Later that evening while celebrating, the very much alive creature escapes from its icy prison and begins to systematically hunt the members of the research team. The creature is eventually trapped and burned which causes some consternation over the loss of the creature for further scientific study, but many in the camp applaud its loss after seeing firsthand the destruction it is capable of.

After a bizarre series of events, Kate makes the startling discovery that the cells of the creature are able to imitate and perfectly replicate any thing that it comes in contact with. As a result, not only is the creature very much alive, but the individuals in the camp may no longer be human. Trapped in a remote location with an advancing winter storm, suspicions and paranoia go through the roof as the survivors are pitted against one another, unsure of who is still human. What follows is a high-octane adventure awash in action and grisly special-effects as the two species are locked in the ultimate battle for survival.

The film has a good supporting cast and Joel Edgerton does solid supporting work as an American helicopter pilot assigned to the camp. Eric Christian Olsen provides a steadying presence as a research assistant but his character is not as developed as it could be. It is known that he and Kate know each other but their past history is undefined which makes their relationship a bit puzzling in the film especially when the survivors begin to pick sides.

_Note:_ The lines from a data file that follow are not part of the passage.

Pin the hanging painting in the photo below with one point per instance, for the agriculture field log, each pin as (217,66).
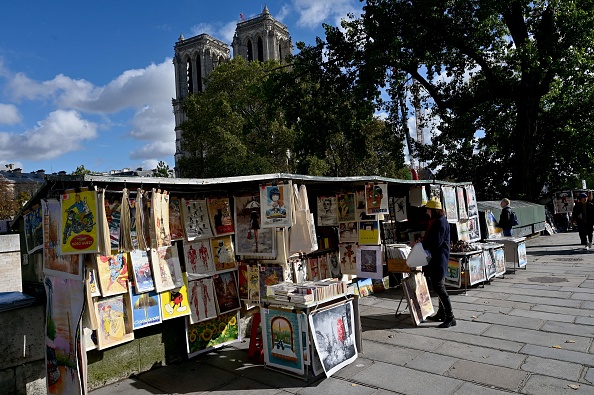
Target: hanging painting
(202,300)
(78,226)
(250,238)
(196,219)
(369,262)
(333,333)
(55,264)
(281,336)
(146,309)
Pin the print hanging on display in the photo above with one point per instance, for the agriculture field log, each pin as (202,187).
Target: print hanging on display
(369,262)
(146,309)
(195,219)
(34,229)
(376,198)
(55,264)
(282,340)
(250,238)
(79,227)
(275,201)
(327,211)
(199,258)
(226,291)
(346,207)
(220,216)
(333,332)
(202,300)
(141,270)
(462,211)
(450,205)
(113,274)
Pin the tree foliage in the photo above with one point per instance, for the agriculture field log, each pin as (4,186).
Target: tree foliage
(506,85)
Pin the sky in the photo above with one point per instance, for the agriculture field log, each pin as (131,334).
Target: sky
(91,83)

While the movie is not going to make fans forget the original, it is a very worthy companion piece. As the film was winding down I found myself checking off a couple of inconsistencies with the original film, but was very pleasantly surprised when this was all explained during the end credits which perfectly synced the end of this film with the opening of John Carpenter’s classic.

In many ways the weakness of film is due to the success of John Carpenter’s previous film, in that the creature is not that much of a mystery this time around. Part of the suspense of the previous film was not knowing how the creature operated nor how it was capable of infecting and replicating numerous individuals.

This time around the suspense is lost due to the familiarity with the creature. As a result, director Matthijs van Heijningen focused his efforts on a more action adventure oriented film that gave very little time for character development. We are not told very much about many of the characters in the film as they simply exist to serve as potential victims for the creature. All one really needs to know is they are scientists or support staff as aside from a handful of characters we’re not really given much reason to care whether they survive.

Visually the film is sharp and it is clear that a lot of attention was paid to replicate the look of the previous film. The shots of vast fields of ice and snow emphasized the remote and isolated setting that the characters find themselves in and served as a reminder that danger lurks all around. The special-effects have obviously been upgraded since 1982 and it was nice to see that the creative elements did not go overboard on CGI effects, and actually used puppetry and animatronics to provide updated creature effects that were still in keeping with the look and tone from the previous film.

While the film is not likely to reach the iconic status of the previous film, it is still a worthy companion piece that has enough action and effects to keep it interesting to fans of the series – just so long as they keep their expectations reasonable and do not expect a film on par with the previous one.